GPU Acceleration
tropical-gemm-cuda provides NVIDIA GPU acceleration via CUDA.
Requirements
- NVIDIA GPU (compute capability 3.5+)
- CUDA Toolkit 11.0 or later
nvccin PATH
Basic Usage
use tropical_gemm::{MatRef, MaxPlus};
use tropical_gemm_cuda::{CudaContext, GpuMat};
fn main() -> Result<(), Box<dyn std::error::Error>> {
// Create CUDA context (compiles kernels on first use)

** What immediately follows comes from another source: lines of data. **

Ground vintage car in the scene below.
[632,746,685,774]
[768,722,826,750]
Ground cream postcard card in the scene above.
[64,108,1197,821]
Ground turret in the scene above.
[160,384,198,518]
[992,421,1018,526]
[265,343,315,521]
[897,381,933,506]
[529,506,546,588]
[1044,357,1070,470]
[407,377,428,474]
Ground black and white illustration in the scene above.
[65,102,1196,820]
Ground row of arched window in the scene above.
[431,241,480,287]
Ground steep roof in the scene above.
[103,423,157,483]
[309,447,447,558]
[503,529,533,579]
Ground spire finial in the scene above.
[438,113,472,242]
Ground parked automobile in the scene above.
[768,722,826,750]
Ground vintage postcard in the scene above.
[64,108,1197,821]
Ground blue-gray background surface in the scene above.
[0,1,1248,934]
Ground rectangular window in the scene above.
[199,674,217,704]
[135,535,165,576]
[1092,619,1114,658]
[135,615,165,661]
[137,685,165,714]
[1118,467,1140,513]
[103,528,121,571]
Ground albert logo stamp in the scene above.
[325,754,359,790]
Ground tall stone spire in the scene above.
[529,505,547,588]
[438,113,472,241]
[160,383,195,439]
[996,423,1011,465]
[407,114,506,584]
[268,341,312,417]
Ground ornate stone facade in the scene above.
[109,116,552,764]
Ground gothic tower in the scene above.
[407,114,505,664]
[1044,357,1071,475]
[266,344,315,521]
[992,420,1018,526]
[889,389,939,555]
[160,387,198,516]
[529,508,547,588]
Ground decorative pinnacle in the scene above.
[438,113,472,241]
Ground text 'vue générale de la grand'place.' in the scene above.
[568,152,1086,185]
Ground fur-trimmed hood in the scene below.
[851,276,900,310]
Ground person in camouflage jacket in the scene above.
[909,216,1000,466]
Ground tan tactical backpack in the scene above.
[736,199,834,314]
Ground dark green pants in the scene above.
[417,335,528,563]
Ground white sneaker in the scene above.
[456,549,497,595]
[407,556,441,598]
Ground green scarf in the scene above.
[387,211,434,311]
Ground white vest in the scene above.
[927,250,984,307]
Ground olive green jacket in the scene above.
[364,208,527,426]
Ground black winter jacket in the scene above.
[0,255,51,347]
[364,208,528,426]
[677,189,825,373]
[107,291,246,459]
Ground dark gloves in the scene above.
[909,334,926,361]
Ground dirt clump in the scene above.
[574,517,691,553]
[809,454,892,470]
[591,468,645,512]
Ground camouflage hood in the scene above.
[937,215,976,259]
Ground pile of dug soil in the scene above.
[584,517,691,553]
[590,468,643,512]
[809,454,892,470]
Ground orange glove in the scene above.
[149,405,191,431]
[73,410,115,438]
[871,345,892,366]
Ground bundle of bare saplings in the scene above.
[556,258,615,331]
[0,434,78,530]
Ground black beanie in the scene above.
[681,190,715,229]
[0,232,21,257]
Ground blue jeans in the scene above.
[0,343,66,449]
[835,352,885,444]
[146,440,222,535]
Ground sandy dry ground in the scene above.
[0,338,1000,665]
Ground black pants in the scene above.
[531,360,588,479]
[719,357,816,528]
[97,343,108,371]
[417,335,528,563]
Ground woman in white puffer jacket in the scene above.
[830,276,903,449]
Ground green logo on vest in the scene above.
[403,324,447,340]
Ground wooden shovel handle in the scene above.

let ctx = CudaContext::new()?;
// Prepare CPU data
let a_data = [1.0f32, 2.0, 3.0, 4.0, 5.0, 6.0];
let b_data = [1.0f32, 2.0, 3.0, 4.0, 5.0, 6.0];
let a = MatRef::<MaxPlus<f32>>::from_slice(&a_data, 2, 3);
let b = MatRef::<MaxPlus<f32>>::from_slice(&b_data, 3, 2);
// Upload to GPU
let a_gpu = GpuMat::from_matref(&ctx, &a)?;
let b_gpu = GpuMat::from_matref(&ctx, &b)?;
// Compute on GPU
let c_gpu = a_gpu.matmul(&ctx, &b_gpu)?;
// Download result
let c = c_gpu.to_mat(&ctx)?;
println!("C[0,0] = {}", c.get_value(0, 0));
Ok(())
}
Context Reuse
The CudaContext compiles CUDA kernels on first use. Always reuse contexts
to avoid repeated compilation:
#![allow(unused)]
fn main() {
// GOOD: Reuse context
let ctx = CudaContext::new()?;
for _ in 0..100 {
let c = a_gpu.matmul(&ctx, &b_gpu)?;
}
// BAD: Creates new context each iteration
for _ in 0..100 {
let ctx = CudaContext::new()?; // Slow!
let c = a_gpu.matmul(&ctx, &b_gpu)?;
}
}
GPU Argmax
For backpropagation with GPU computation:
#![allow(unused)]
fn main() {
let ctx = CudaContext::new()?;
let a_gpu = GpuMat::from_matref(&ctx, &a)?;
let b_gpu = GpuMat::from_matref(&ctx, &b)?;
// Forward pass with argmax tracking
let result = a_gpu.matmul_argmax(&ctx, &b_gpu)?;
// Download values and argmax
let result_cpu = result.to_mat_with_argmax(&ctx)?;
let value = result_cpu.get_value(0, 0);
let k_idx = result_cpu.get_argmax(0, 0);
// Backward pass on GPU
let grad_c_gpu = GpuMat::from_matref(&ctx, &grad_c)?;
let grad_a_gpu = result.backward_a(&ctx, &grad_c_gpu)?;
let grad_b_gpu = result.backward_b(&ctx, &grad_c_gpu)?;
}
Batched GPU Operations
Process multiple matrices efficiently:
#![allow(unused)]
fn main() {
use tropical_gemm::{Mat, MaxPlus};
use tropical_gemm_cuda::{CudaContext, GpuMat};
let ctx = CudaContext::new()?;
// Upload batch to GPU
let a_batch: Vec<Mat<MaxPlus<f32>>> = /* ... */;
let b_batch: Vec<Mat<MaxPlus<f32>>> = /* ... */;
let a_gpu_batch = GpuMat::from_mats(&ctx, &a_batch)?;
let b_gpu_batch = GpuMat::from_mats(&ctx, &b_batch)?;
// Batched multiply
let c_gpu_batch = GpuMat::matmul_batched(&ctx, &a_gpu_batch, &b_gpu_batch)?;
// Download results
let c_batch = GpuMat::to_mats(&ctx, &c_gpu_batch)?;
}
One-Shot API
For simple cases without context reuse:
#![allow(unused)]
fn main() {
use tropical_gemm::TropicalMaxPlus;
use tropical_gemm_cuda::tropical_matmul_gpu;
let a = vec![1.0f32; 64 * 64];
let b = vec![1.0f32; 64 * 64];
// One-shot GPU multiplication (creates temporary context)
let c = tropical_matmul_gpu::<TropicalMaxPlus<f32>>(&a, 64, 64, &b, 64)?;
}
Performance Comparison
| Size | CPU SIMD | GPU | Speedup |
|---|---|---|---|
| 256 | 4.1 ms | 0.032 ms | 128x |
| 512 | 32.8 ms | 0.086 ms | 381x |
| 1024 | 262.3 ms | 0.358 ms | 733x |
| 2048 | 2091.6 ms | 2.510 ms | 833x |
GPU becomes advantageous for matrices larger than ~256×256.